Dichiarazioni, quelle di Fiume, che rischiano di pesare molto sulla situazione processuale di De Stefano che, però, accanto alla rabbia, ostenta grande sicurezza: "Io ho appreso in carcere dalla Gazzetta del Sud della collaborazione di Fiume e ho provato solo stupore e tranquillità, mi viene il mal di mare quando leggo che ci sarebbe stata fibrillazione nella mia famiglia dopo la scelta di collaborare". Lancia messaggi, De Stefano, mezze frasi che, però, darebbero il senso del grande carisma del soggetto: "Fiume si è messo in contatto con me, già mentre era collaboratore, ma per adesso non intendo riferire altro". Sono parole dure, quelle che De Stefano riferisce al collaboratore principale del processo.
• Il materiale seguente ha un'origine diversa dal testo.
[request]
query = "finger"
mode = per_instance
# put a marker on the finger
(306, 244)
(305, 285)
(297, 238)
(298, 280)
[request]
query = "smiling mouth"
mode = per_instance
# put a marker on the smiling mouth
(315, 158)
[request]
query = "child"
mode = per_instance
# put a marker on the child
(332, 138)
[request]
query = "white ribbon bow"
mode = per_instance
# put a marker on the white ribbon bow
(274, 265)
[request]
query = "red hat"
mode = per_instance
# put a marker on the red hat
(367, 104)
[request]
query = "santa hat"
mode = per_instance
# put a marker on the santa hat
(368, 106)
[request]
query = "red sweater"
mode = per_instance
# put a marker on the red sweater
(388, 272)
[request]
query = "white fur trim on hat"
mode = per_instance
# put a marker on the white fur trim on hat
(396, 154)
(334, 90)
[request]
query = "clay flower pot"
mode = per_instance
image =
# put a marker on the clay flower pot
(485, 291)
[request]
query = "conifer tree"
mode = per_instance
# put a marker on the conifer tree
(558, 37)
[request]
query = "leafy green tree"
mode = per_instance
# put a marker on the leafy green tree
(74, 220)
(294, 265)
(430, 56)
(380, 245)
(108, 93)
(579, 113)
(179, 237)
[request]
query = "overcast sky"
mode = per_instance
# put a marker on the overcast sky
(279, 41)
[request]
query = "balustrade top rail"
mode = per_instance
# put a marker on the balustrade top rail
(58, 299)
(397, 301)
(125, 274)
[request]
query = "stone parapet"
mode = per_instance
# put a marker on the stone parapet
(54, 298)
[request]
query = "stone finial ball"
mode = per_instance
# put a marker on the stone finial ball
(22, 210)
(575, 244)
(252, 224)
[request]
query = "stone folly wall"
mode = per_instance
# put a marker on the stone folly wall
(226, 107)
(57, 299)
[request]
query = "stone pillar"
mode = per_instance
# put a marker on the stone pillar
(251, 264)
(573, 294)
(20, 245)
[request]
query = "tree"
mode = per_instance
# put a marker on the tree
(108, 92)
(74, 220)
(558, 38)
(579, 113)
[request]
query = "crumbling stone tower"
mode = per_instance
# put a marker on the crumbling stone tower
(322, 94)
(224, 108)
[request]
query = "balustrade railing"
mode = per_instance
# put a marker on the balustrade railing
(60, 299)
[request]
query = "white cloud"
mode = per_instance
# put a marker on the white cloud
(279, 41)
Si va dal "viscido" al "buffone", per il pentito accomunato – in maniera dispregiativa – a un altro celebre collaboratore, Giacomo Lauro: "Io non ho mai calcolato Fiume – lui è come un ragno, attacca il filo della propria ragnatela e lo lavora come vuole". E se Fiume e la sua "sporcizia mentale" sono temi ricorrenti nell'esame di De Stefano, il "Crimine" reggino non risparmia neanche gli altri collaboratori, come Roberto Moio: "Non l'ho mai frequentato, non l'ho mai visto a casa mia, giravano voci brutte su di lui, si parlava di confidenze, di servizi, di questioni di infiltrati". Ancor più duro è sul conto di Nino Lo Giudice, il presunto boss che si è autoaccusato degli attentati del 2010: "Uno spacciatore di angurie marce" lo definisce.

Nell'ottica del pm Lombardo, dunque, Peppe De Stefano avrebbe preso le redini che un tempo furono del padre Paolo, riconosciuto in maniera unanime come uno dei personaggi più carismatici che la 'ndrangheta abbia mai avuto. Don Paolino verrà assassinato ad Archi, nel proprio regno, il 13 ottobre del 1985, in quello che è considerato (insieme all'autobomba di Villa San Giovanni contro Nino Imerti) il primo vero atto della seconda guerra di 'ndrangheta reggina che lascerà sull'asfalto centinaia di vittime: "Con la morte di mio padre si è spenta la luce" afferma De Stefano. L'imputato, però, tratteggia un ritratto del padre totalmente diverso da quello che, invece, anche alla luce di sentenze, è passato alla storia: "Io l'ho conosciuto solo e soltanto come papà" dice. Né fornisce indicazioni su quanto sia accaduto in città dal 1985 al 1991.

E la 'ndrangheta?

De Stefano non ne vuole sentire parlare, anzi, afferma con forza di essersene sempre tenuto fuori: "In 43 anni di vita nessuno si è mai permesso a venire a parlarmi di 'ndrangheta". Sono tanti i riferimenti sul conto dei De Stefano e di Peppe De Stefano. E arrivano dai collaboratori di giustizia, ma anche dalle intercettazioni di altri soggetti, tutti concordi nel definire il clan di Archi come il "perno" attorno a cui ruota tutto o la "fonte" di ogni decisione. Dalle dichiarazioni dei pentiti Moio e Mesiano, fino alle conversazioni tra il boss Mico Libri e l'imprenditore mafioso Matteo Alampi o, ancora, quelle tra Nino Pellicanò e Angelo Chirico. Ma De Stefano non ci sta: "La 'ndrangheta? A Reggio non esiste, io non ne sono a conoscenza, non ho mai sentito parlare di cariche di 'ndrangheta o di riunioni". In definitiva, De Stefano nega di essere da anni il nuovo capo carismatico della criminalità reggina, l'uomo che avrebbe riscritto le regole, che avrebbe svolto il ruolo di collettore di tutte le estorsioni cittadine (e il caso di Ugo Marino sarebbe emblematico in tal senso), nega, infine, di essere, grazie alla carica di "Crimine", il boss che condizionerebbe ogni singolo respiro in città: "Dottore, io di 'sto "Crimine" non ho mai sentito parlare...".